Trimebutine on the Development of Adverse Events Related to the Helicobacter Pylori Eradication Medications

July 9, 2022 updated by: Chang Seok Bang, Chuncheon Sacred Heart Hospital

Additive Effect of Trimebutine on the Development of Adverse Events Related to the Helicobacter Pylori Eradication Medications; an Open-label, Randomized Controlled Trial

Adverse events related to the eradication medication is one of the reason of lower eradication success in the H. pylori treatment. The aim of this study was to evaluate the additive effect of trimebutine for the development of adverse events related to the H. pylori eradication regimen.

Study Overview

Status

Completed

Conditions

Intervention / Treatment

Detailed Description

Adverse events related to the eradication medication is one of the reason of lower eradication success in the H. pylori treatment. The common adverse events related to the eradication medications area as follows; Abdomen discomfort, pain, nausea, vomiting, diarrhea, bloating, urticaria, dizziness, headache, etc,. Various methods have been tried to reduce or prevent the adverse events related to the eradication medications. However, there is no established methods to reduce or prevent these events.

The aim of this study was to evaluate the additive effect of trimebutine for the development of adverse events related to the H. pylori eradication regimen.

Study Type

Interventional

Enrollment (Actual)

132

Phase

  • Phase 4

Contacts and Locations

This section provides the contact details for those conducting the study, and information on where this study is being conducted.

Study Locations

  • Korea, Republic of
    • Gangwon
      • Chuncheon, Gangwon, Korea, Republic of, 24253
        • Chuncheon Sacred Heart Hospital

Participation Criteria

Researchers look for people who fit a certain description, called eligibility criteria. Some examples of these criteria are a person's general health condition or prior treatments.

Eligibility Criteria

Ages Eligible for Study

18 years and older (Adult, Older Adult)

Accepts Healthy Volunteers

No

Genders Eligible for Study

All

Description

Inclusion Criteria:

  • Subjects who underwent upper gastrointestinal endoscopy and were proven to have H. pylori infection either by using the rapid urease test, the 13 C-urea breath test (UBT), or histological examination.

Exclusion Criteria:

  • Subjects who took medications as Proton pump inhibitor, Histamin-2 receptor antagonist and antibiotics,
  • Subjects who underwent stomach resection
  • Subjects less than 18 years of age

Study Plan

This section provides details of the study plan, including how the study is designed and what the study is measuring.

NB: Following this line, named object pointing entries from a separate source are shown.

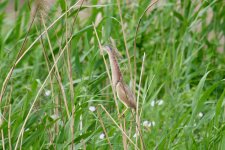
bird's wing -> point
(125, 95)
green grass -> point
(184, 66)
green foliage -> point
(185, 63)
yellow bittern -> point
(123, 91)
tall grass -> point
(55, 85)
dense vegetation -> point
(54, 82)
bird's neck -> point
(116, 74)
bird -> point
(123, 91)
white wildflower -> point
(153, 103)
(47, 93)
(153, 123)
(102, 136)
(200, 114)
(145, 123)
(160, 102)
(92, 108)
(54, 117)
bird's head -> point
(111, 50)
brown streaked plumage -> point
(123, 91)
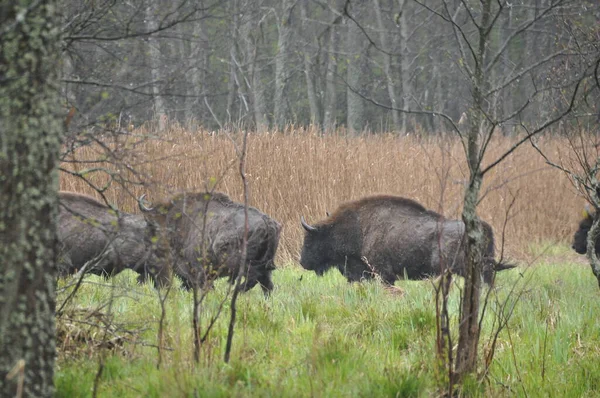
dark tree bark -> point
(29, 147)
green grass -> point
(324, 337)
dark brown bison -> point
(205, 232)
(580, 238)
(92, 233)
(392, 237)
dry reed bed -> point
(300, 173)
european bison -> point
(392, 237)
(580, 238)
(91, 232)
(205, 232)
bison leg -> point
(266, 283)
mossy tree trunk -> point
(468, 330)
(29, 147)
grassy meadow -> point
(322, 336)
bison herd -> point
(199, 236)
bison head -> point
(317, 252)
(580, 238)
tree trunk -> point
(404, 84)
(155, 65)
(468, 330)
(387, 65)
(29, 148)
(281, 111)
(355, 117)
(255, 65)
(330, 101)
(231, 83)
(195, 107)
(313, 98)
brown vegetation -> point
(298, 172)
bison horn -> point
(142, 206)
(307, 227)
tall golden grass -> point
(300, 173)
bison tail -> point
(503, 266)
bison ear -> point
(142, 205)
(586, 213)
(308, 228)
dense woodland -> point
(129, 87)
(354, 64)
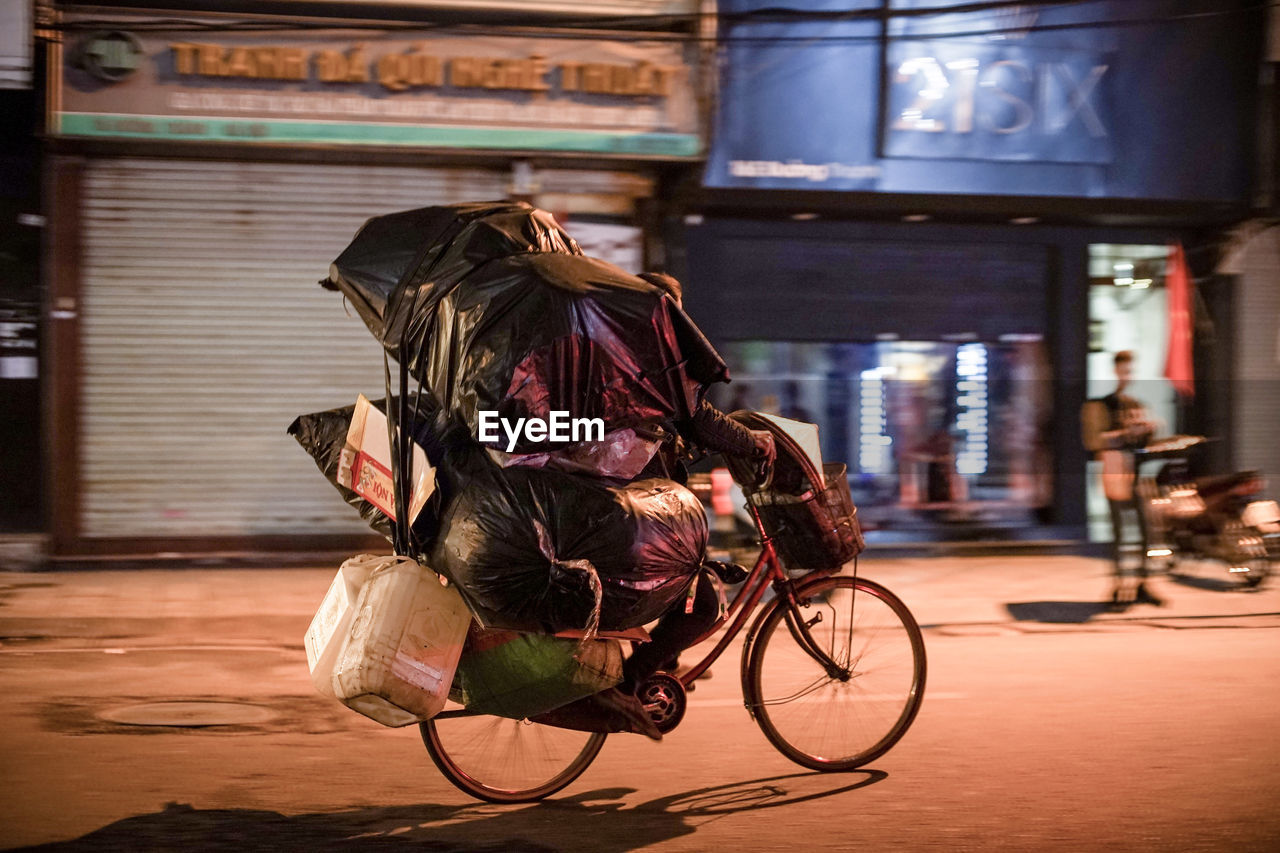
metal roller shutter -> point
(1257, 347)
(204, 334)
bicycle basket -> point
(817, 529)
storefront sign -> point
(382, 89)
(996, 103)
(1109, 99)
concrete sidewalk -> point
(269, 605)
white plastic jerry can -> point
(402, 644)
(330, 626)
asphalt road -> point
(1150, 730)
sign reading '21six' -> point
(996, 103)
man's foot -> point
(629, 707)
(730, 573)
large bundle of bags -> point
(492, 308)
(533, 548)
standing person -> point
(1114, 427)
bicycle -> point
(832, 671)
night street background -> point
(1047, 724)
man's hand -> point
(764, 450)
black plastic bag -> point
(496, 310)
(536, 550)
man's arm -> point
(714, 430)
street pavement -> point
(78, 647)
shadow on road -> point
(1212, 584)
(1056, 611)
(597, 817)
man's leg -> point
(673, 633)
(1116, 509)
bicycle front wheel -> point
(849, 710)
(508, 761)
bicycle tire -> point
(796, 702)
(493, 758)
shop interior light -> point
(973, 401)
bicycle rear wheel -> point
(845, 715)
(507, 761)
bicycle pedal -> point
(664, 699)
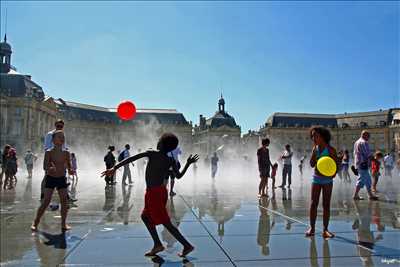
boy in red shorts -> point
(155, 200)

How is the study designed?

Design Details

  • Primary Purpose: Treatment
  • Allocation: Randomized
  • Interventional Model: Parallel Assignment
  • Masking: None (Open Label)

Arms and Interventions

Participant Group / Arm
Intervention / Treatment
Experimental: Trimebutine add group
Addition of Trimebutine on the Bismuth-containing quadruple regimen
Drug: Trimebutine 100 MG
Trimebutine 100mg three times a day
Other Names:
  • Polybutine (Samil Pharm.Co.,Ltd.)
No Intervention: Control group
Bismuth-containing quadruple regimen

What is the study measuring?

Primary Outcome Measures

Outcome Measure
Measure Description
Time Frame
Overall compliance of eradication medication
Time Frame: 2 weeks after prescription of eradication medication
How much the enrolled subjects took prescribed eradication medication
2 weeks after prescription of eradication medication

Secondary Outcome Measures

Outcome Measure
Measure Description
Time Frame
Adverse events related to eradication medication
Time Frame: 2 weeks and 6 weeks after prescription of eradication medication
percentage of Adverse events related to eradication medication
2 weeks and 6 weeks after prescription of eradication medication

Collaborators and Investigators

This is where you will find people and organizations involved with this study.

Sponsor

Chuncheon Sacred Heart Hospital

Study record dates

These dates track the progress of study record and summary results submissions to ClinicalTrials.gov. Study records and reported results are reviewed by the National Library of Medicine (NLM) to make sure they meet specific quality control standards before being posted on the public website.

Study Major Dates

Study Start (Actual)

May 1, 2021

Primary Completion (Actual)

June 1, 2021

Study Completion (Actual)

July 1, 2021

Study Registration Dates

First Submitted

May 21, 2020

First Submitted That Met QC Criteria

May 21, 2020

First Posted (Actual)

May 27, 2020

Study Record Updates

Last Update Posted (Actual)

July 12, 2022

Last Update Submitted That Met QC Criteria

July 9, 2022

Last Verified

July 1, 2022

More Information

Terms related to this study

Additional Relevant MeSH Terms

Other Study ID Numbers

  • BCSHPAE

Plan for Individual participant data (IPD)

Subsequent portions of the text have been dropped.